Орнаменты Одрана все же скорее развивали фантазию, чем тогдашние понятия об ориенталистическом искусстве. Представления о китайцах и японцах были в ту пору сродни представлениям мольеровского месье Журдена о турках. Этнографические познания вовсе не обременяли Ватто, он должен был сочинять изобразительные сказки, где китайские или сиамские реалии мелькали в композициях, как восточные редкости в парижском интерьере. Но еще раньше Ватто пришлось познакомиться с декоративно-орнаментальным искусством вообще, с самой сутью искусства раннего рококо, поскольку именно в орнаменте оно реализовалось в чистом, наиболее отчетливом виде.
Вряд ли Ватто был знаком с термином «искусство барокко», который в ту пору еще не утвердился ни в ученых сочинениях, ни тем более в обиходе, но живая плоть которого низвергалась в его сознание с полотен Рубенса. Однако же он отчетливо видел, что прихотливая изысканность одрановской орнаментики чужда той пылкой чрезмерности, которой Ватто если и восхищался у Рубенса, то перенять не хотел и не мог.

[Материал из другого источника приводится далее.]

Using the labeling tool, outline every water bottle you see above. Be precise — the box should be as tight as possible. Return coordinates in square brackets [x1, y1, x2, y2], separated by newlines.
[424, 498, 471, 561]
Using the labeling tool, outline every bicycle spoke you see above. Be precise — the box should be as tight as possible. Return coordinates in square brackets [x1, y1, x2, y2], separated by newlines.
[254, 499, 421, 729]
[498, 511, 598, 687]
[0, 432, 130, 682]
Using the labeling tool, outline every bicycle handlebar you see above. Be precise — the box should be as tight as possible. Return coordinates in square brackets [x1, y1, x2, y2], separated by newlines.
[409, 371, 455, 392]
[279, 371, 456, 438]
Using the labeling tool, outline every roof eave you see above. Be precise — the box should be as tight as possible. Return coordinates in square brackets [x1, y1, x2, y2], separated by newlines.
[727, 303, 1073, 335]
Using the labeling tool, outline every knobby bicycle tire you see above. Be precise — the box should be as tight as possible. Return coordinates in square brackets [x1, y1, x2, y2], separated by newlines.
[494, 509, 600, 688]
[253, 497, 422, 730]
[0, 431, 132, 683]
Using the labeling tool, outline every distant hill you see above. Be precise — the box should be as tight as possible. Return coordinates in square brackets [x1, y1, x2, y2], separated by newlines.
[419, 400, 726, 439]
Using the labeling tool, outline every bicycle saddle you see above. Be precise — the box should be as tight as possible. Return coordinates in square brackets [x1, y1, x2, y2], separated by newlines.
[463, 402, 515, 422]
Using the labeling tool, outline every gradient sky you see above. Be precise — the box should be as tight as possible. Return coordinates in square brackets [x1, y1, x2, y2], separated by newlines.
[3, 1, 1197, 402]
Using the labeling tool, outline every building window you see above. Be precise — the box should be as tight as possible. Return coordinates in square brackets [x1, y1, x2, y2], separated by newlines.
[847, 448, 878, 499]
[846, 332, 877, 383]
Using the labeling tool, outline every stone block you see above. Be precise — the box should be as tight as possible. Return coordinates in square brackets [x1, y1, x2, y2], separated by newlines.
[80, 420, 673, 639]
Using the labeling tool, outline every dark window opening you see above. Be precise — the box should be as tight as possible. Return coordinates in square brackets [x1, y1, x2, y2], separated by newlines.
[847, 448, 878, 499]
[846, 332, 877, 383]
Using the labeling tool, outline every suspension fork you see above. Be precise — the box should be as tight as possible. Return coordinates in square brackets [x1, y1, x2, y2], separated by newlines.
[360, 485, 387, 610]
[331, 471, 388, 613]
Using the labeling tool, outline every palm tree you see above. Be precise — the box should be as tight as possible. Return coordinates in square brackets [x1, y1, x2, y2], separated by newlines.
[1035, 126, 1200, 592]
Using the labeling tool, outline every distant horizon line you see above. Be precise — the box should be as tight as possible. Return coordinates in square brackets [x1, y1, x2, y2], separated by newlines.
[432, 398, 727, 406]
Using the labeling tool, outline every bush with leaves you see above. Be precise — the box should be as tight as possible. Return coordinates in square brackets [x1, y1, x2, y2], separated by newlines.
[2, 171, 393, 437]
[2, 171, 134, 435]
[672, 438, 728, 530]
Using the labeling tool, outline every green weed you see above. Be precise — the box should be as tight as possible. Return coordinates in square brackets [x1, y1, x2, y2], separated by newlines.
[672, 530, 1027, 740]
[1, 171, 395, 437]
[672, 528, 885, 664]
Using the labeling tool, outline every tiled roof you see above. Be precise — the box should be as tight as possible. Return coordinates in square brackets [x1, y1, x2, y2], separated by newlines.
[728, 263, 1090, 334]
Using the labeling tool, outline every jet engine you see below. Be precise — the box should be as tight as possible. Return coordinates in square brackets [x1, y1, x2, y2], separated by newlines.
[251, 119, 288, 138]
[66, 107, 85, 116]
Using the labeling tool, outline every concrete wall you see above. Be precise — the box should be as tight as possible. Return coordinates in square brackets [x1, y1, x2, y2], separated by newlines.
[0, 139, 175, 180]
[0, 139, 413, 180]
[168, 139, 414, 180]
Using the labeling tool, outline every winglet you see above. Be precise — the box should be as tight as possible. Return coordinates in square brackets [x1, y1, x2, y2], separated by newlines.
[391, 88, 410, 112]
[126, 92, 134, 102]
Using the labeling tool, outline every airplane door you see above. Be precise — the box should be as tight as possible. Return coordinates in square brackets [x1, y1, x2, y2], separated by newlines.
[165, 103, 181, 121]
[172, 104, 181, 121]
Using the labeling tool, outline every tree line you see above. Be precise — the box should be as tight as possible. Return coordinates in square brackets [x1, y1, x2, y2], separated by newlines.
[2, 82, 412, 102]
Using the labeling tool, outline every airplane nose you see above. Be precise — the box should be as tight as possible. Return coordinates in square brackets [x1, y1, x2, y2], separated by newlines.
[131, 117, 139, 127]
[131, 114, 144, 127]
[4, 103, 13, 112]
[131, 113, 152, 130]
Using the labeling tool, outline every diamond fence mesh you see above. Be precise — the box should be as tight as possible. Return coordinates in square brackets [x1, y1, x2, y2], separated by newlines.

В рокайльной орнаментации было то, что Ватто ценил всегда, — сдержанность и одновременно богатство вкуса, насыщенность даже небольшого листа или куска стены завершенной и упругой пластической формой и вместе с тем ощущение свободной импровизации.
Здесь уместно упомянуть, что именно у Одрана Ватто впервые столкнулся с понятием, сослужившим ему в дальнейшем немаловажную службу, с понятием — пусть чисто практическим — стиля, последовательной системы изображения, где каждая деталь при видимом разнообразии пронизана единой пластической интонацией, где малейший отход от общей мелодии линий и объемов оборачивается фальшью и вызывает распад композиции. Не случайно тончайшим и безошибочным чувством стиля обладали мастера Возрождения, обычно в совершенстве владевшие ремеслом ювелира или декоратора. В орнаментах и фантастических узорах, во всех этих раковинах, листьях, гирляндах, цветах Ватто постигал не только премудрости равновесия, стилевого единства и гармонии, не только учился своему делу, но, кроме того, скорее всего бессознательно, впитывал в себя «эстетические мелодии», пластическую моду времени. И не о том речь, что он пылко мечтал нравиться современникам. Но, усваивая художественные ритмы и формы, созданные в соответствии с вкусами, установившимися в среде богатых и сановитых знатоков, Ватто мог приобретать понимание их представлений о красоте и изяществе, мог учиться различать, что было в этих людях подлинным, а что — только модной манерой, различать, где индивидуальность движений, костюма, жестов спорила с обыденной модной элегантностью. Опять же оговоримся: сказанное не более чем предположения, и не столько о мыслях, сколько об эмоциях Ватто. И все же несомненно, что вкус к изяществу линий под влиянием Одрана развивался быстро. А сам Ватто был не прочь добавить в тот или иной мотив легкий гротеск, едва уловимую иронию, словом, ту характерность, которая всегда украшала его работы.